Mapping data, tokenizer

Hi

I am a beginner in using elasticsearch, and I have a few questions on how best to store the data in elasticsearch with respect to the maximum search speed.

In the relational database, I have the following three entities (tables) stored in binding:
car brand 1: n car model 1: n car type

example:

Brand			Model              				Type
MERCEDES-BENZ	E-CLASS COUPE (C123)		280 CE
MERCEDES-BENZ	E-CLASS COUPE (C123)		300 C Turbo-D (123.153)
MERCEDES-BENZ	E-CLASS COUPE (C123)		280 C
MERCEDES-BENZ	E-CLASS KOMBI ESTATE (S123)	200 T (123.280)
MERCEDES-BENZ	E-CLASS KOMBI ESTATE (S123)	200 T
MERCEDES-BENZ	E-CLASS COUPE (C124)		230 CE (124.043)
MERCEDES-BENZ	E-CLASS COUPE (C124)		300 CE
MERCEDES-BENZ	E-CLASS COUPE (C124)		300 CE-24 (124.051)

And last entity (table) product is binding n:n to car type.

How best to store this data in elasticsearch? Main the task is to find the product over car.

I have the following variants:

  • four separate indexes (car brand, car model, car type, product + car type), but in this case I don't know how to link indexes and create a simple query over all indexes
  • single index product + with tree separated column, data in columns will be separated over comma
  • single index product + with single nested field over this structure:
      "car": [
        {
          "brand": "Mercedes",
          "model": [
            {
              "name": "E-CLASS COUPE (C123)",
              "cartype": [
                "280 CE",
                "300 C Turbo-D (123.153)"
              ]
            },
            {
              "name": "E-CLASS KOMBI ESTATE (S123)",
              "cartype": [
                "200 T (123.280)",
                "200 T"
              ]
            }
          ]
        },
        {
          "brand": "BMW" …. Next cars
        }
      ]
    } 

but I also have no idea how to create a query through this structure.

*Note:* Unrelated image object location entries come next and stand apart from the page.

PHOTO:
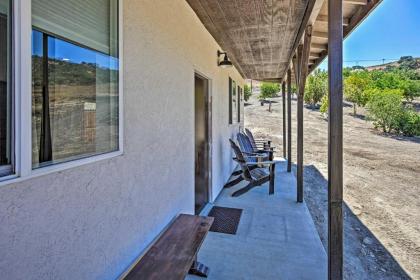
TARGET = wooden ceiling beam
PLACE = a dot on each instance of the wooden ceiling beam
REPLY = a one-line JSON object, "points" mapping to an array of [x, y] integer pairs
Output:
{"points": [[318, 34], [324, 19], [321, 47], [355, 2]]}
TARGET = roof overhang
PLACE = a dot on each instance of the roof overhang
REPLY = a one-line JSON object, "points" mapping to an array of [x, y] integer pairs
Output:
{"points": [[261, 37]]}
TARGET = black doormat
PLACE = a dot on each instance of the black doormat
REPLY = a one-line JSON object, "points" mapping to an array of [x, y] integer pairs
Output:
{"points": [[226, 220]]}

The following question. How to set the tokenizer, for example, to find the product, if the input string is: “Mercedes coupe 300 turbo”?

Thank you for any answer

Jaroslav

Elasticsearch does not support joins so this approach is not possible.

The best way to work with Elasticsearch is often to completely flatten and denormalize the data model and avoid trying to replicate relational concepts using nested documents or parent-child relationships.

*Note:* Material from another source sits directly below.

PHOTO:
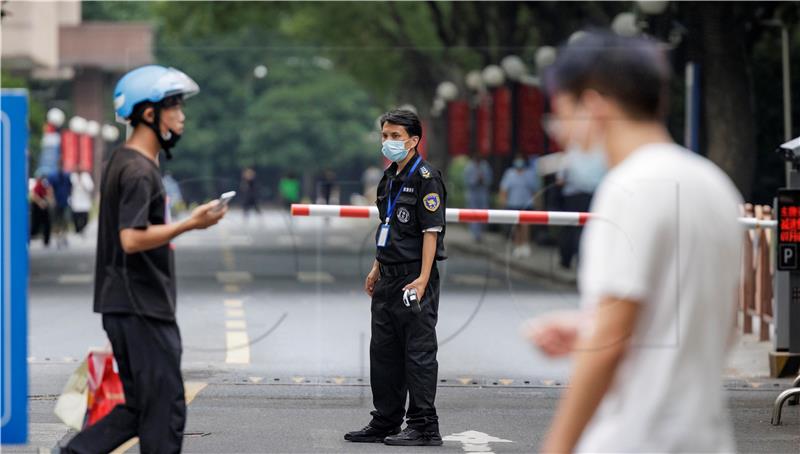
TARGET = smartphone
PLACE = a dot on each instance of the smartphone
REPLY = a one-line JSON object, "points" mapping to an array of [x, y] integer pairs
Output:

You could create car documents for all permutations looking something like this:

{
  "brand": "Mercedes",
  "model": {
    "name": "E-CLASS COUPE (C123)",
    "cartype":  "280 CE"
  }
}

You have not shown what information product contains, but you could either add this as an array for each car document (if not too large) or simply further denormalize and create one car document per product and add the product data to this.

Try to store the data so that the document structure aligns with what you will be searching for.

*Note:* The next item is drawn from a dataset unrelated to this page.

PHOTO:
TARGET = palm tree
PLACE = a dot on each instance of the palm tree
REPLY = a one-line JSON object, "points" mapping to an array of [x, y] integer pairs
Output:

This approach increases storage somewhat, but maybe not as much as you initially would think, but this leads to dramatically simpler and faster queries. If data is updated it does mean multiple documents need to be updated, but this is generally quite fast as long as updates are not very frequent.

Once the document structure has been determined we can look at mappings to support the queries you need to run.

1 Like

OK, I understood that I was denormalizing all the data

this example me simple mapping to products:

{
  "product": {
    "properties": {
      "id": {
        "type": "integer"
      },
      "name": {
        "type": "text"
      },
      "brand": {
        "type": "keyword"
      },
      "warranty": {
        "type": "keyword"
      },
      "cars" : {
        "type": "nested"
      } 
    }
  }
}

there is example two products:

{
  "id": 1,
  "name": "Wipper",
  "brand": "Bosch",
  "warranty": 2,
  "cars": [
    {
      "brand": "ALFA ROMEO",
      "model": [
        {
          "name": "147 (937_)",
          "type": [
            "1.6 16V T.SPARK",
            "1.6 16V",
            "1.9 JDT"
          ]
        }
      ]
    },
    {
      "brand": "AUDI",
      "model": [
        {
          "name": "TT (8J3)",
          "type": [
            "1.8 TFSI",
            "1.6 16V"
          ]
        }
      ]
    }
  ]
}
{
  "id": 2,
  "name": "Wipper",
  "brand": "Eltis",
  "warranty": 2,
  "cars": [
    {
      "brand": "Avia",
      "model": [
        {
          "name": "D-Line",
          "cartype": [
            "D100",
            "D120"
          ]
        }
      ]
    },
    {
      "brand": "DAF",
      "model": [
        {
          "name": "95",
          "cartype": [
            "FAC 95.400",
            "VAC 95.350"
          ]
        }
      ]
    }
  ]
}

Notice: one product can have up to 1000 vehicles, 100 models and 10 brands (one brands can have more models). I can create a structure for car in another way.

Example:

{
  "id": 2,
  "name": "Wipper",
  "brand": "Eltis",
  "warranty": 2,
  "cars": [
    {"brand": "Avia", "Model" : "D-Line", "type" : "D100"}
    ...
    ...
  ]
}

But I can't judge which is better. I have 500 thousand vehicles associated with 10 thousand products.

Jaroslav